Exchange platform plan

In China, blockchain technology was initially applied in areas such as finance. About five years ago, the country’s financial regulators recognized that blockchain could improve the efficiency of commercial paper transactions and reduce regulatory costs.

Xu Zhong, former director of the PBOC Research Bureau, said, “If we introduce the digital currency into the ‘commercial paper chain’, we will be able to supervise the direction of capital flows in real time, or create new business models based on real-time financing.”

In December 2016, the Shanghai Commercial Paper Exchange Corp, a national institution supervised by the central bank, published a plan for an exchange platform based on blockchain, aimed at reducing fake information and controlling illegal transactions.

The State Administration of Foreign Exchange has a cross-border blockchain platform — the nation’s high-level and largest blockchain application to date. In March, the platform started a pilot program, providing financial services covering exports and recording companies’ cross-border credit information.

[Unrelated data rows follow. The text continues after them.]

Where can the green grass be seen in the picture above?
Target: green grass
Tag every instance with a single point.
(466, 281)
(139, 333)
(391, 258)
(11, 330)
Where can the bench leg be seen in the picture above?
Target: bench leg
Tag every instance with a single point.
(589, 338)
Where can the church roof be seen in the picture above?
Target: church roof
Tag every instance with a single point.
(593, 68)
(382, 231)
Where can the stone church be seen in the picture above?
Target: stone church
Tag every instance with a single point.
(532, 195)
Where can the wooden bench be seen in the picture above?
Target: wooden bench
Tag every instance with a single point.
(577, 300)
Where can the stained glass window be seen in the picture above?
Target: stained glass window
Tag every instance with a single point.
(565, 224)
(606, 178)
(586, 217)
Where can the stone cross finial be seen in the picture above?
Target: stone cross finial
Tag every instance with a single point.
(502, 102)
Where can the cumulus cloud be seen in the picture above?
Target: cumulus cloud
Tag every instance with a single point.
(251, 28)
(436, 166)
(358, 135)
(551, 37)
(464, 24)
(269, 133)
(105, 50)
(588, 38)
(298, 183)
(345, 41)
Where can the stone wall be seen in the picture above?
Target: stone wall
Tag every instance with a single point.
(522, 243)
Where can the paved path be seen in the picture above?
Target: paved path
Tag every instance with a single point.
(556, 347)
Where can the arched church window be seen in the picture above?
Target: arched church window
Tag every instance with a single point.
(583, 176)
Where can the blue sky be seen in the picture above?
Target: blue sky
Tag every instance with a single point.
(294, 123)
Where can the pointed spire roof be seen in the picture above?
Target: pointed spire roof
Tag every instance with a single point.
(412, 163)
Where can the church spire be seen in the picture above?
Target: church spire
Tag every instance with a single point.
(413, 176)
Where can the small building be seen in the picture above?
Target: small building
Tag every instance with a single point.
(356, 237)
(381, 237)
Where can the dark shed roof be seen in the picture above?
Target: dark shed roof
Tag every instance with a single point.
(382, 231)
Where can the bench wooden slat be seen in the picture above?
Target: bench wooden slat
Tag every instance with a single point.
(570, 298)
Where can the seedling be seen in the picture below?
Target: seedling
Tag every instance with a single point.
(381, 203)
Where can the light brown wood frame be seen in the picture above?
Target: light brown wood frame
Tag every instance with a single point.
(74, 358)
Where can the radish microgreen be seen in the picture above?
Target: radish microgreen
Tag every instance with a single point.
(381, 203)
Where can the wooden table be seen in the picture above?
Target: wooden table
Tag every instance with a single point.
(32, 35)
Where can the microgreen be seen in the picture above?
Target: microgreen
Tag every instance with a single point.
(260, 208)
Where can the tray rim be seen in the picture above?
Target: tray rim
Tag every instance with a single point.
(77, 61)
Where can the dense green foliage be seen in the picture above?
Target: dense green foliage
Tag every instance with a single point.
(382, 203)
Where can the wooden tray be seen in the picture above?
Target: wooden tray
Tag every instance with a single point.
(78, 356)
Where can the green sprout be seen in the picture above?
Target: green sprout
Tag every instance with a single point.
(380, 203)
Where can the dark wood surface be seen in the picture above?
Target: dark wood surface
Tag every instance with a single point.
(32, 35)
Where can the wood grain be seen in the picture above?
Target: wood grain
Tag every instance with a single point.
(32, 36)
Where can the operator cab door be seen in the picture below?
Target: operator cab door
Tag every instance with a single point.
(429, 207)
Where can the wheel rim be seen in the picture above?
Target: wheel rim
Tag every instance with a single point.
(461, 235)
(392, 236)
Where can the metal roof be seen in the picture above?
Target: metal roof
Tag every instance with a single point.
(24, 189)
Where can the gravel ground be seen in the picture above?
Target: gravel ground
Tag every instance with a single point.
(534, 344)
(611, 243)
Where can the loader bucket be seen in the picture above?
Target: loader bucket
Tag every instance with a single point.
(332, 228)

This platform also provides cross-system information sharing, including enterprises’ collateral and bank loans, which can help ease financing for small and medium-sized companies. More than 170 commercial banks have joined the pilot program, according to SAFE.

In September 2018, the central bank established a blockchain platform for the finance trade in ­Shenzhen, Guangdong province. The platform provides services including both supply chain and cross-border financing and regulation of international trade funds.

By the end of October, there were 1,898 companies on the platform, with business worth about 75 billion yuan ($10.7 billion), according to the PBOC’s Shenzhen branch.

Shu Li, who heads China Minsheng Bank’s Beijing branch, said blockchain technology is likely to provide the foundations on which to design the financial system for the Guangdong-Hong Kong-Macao Greater Bay Area.

As three currencies (the yuan, Hong Kong dollar and the Macao pataca) are used in the Bay Area, blockchain will help expand transactions and lower financial trading costs, with the aim of building a credible and orderly financial system by coordinating various mechanisms, Shu said.

However, some experts have warned against exaggerating the advantages of blockchain. They said that a good way to assess whether a new technology can be a truly useful addition is to step back and review the fundamental roles of the global financial and economic system, and past examples of failed attempts to create new technologies.

Xu, the former PBOC official, said: “In recent years, there have been some cases that have proved that some blockchain applications are not feasible. In particular, the modern financial system continues to absorb various technological innovations in the development process.”

In a research paper Xu wrote that as long as technological innovation helps improve the efficiency of financial resource allocation, security and convenience of transactions, blockchain can be integrated into the financial system.